After graduation, he traveled to Japan on an educational trip with his class. At a STEM museum, he moved through exhibits on engineering, biology, computer systems, and medical technology, stopping where the displays held him longer than the rest. Screens showed how data moved through systems. Nearby, machines used in surgery were broken down into steps he could follow. He watched how each part connected to the next.
“Both displays had an impact on me,” Jordyn said. “I want to build and design equipment like these and learn advanced techniques.”
Chasing His Calling
Back in Texas, he had to fit those ideas into tuition, transfer requirements, and course sequences. He worked two jobs and planned a route from Central Texas College to Texas A&M University–Central Texas to study Computer Science.
That is, until the mandatory physics course changed the plan. He went to class and tried to keep up with the pace of the lecture. After two days, he dropped the class.
“I realized this wasn’t high school anymore, and that I had to make an adult decision as I was paying out of pocket,” Jordyn said. “Kudos to the people that can do physics, because I cannot, but it’s not for me, and that’s okay.”
Remaining resilient, he adjusted the plan and kept going. But with multiple jobs and online classes, he found himself isolated again.

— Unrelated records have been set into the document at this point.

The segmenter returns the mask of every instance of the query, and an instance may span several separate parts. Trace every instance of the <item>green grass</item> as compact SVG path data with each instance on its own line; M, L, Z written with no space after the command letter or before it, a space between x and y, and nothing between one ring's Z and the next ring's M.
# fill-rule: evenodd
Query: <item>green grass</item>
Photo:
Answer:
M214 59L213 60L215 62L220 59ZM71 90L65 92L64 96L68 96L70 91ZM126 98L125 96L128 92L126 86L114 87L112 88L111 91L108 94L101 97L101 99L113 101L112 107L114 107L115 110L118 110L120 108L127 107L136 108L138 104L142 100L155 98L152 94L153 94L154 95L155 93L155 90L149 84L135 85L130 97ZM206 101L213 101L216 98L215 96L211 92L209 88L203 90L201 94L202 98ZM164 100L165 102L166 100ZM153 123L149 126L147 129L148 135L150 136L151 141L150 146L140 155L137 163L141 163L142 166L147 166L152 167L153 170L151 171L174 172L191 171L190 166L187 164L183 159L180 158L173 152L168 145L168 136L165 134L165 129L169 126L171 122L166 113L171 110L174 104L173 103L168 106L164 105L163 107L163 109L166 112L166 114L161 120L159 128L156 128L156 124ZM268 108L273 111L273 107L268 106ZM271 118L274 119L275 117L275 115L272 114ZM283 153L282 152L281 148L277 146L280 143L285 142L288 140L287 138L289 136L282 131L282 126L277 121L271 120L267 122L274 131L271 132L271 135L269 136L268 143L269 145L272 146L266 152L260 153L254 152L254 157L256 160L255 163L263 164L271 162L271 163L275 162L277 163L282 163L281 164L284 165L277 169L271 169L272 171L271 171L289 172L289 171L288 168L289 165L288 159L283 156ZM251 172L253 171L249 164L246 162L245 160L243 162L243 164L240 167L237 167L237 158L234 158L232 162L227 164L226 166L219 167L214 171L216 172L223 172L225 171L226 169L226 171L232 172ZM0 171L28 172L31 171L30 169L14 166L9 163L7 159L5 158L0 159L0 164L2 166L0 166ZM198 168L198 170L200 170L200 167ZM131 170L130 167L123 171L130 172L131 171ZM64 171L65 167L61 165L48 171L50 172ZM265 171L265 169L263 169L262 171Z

“Since I was by myself,” Jordyn said, “I would sometimes think very negative and shame myself for not handling it better. I felt invisible.”
For a long time, losing people made Jordyn feel like something was wrong with him, but when friendships ended, work crashed, and everything he depended on for a sense of purpose collapsed at once, it became clear that these external relationships were never meant to hold him in the first place. What remained was the sturdy internal foundation he could finally build forward from.
A New Beginning
By the time fall approached, he decided to attend in-person classes.
“I believed that I would make new friends and meet nice people,” Jordyn said. “I got nervous as it was about a year since I attended any school in person.”
When the semester started, he went to class, began staying at school longer than he normally would have, talked with peers, and found himself returning to the same people week after week.
Eventually, he joined the Warrior Influencer Network, a student-led program that creates social media content and shares real student experiences on campus. Members attend events, produce photos and videos, and work together to represent what student life is actually like.
“They helped me be put back together. They shined the light when I was lost. They helped me get back up on my feet and dust me off.” Jordyn said.
From there, his focus began to take shape. He is working toward his bachelor’s degree in Computer Information Systems and plans to continue into graduate school. At the same time, he is learning Chinese, Japanese, and Korean with the goal of exploring opportunities in international trade. Merging his interest in technology with his passion for art, he is even considering becoming a game designer and programmer in the future.
“I’m not afraid to make big moves and take risks,” Jordyn said. And now, instead of trying to hold everything together, he is building something for himself that doesn’t collapse when others leave.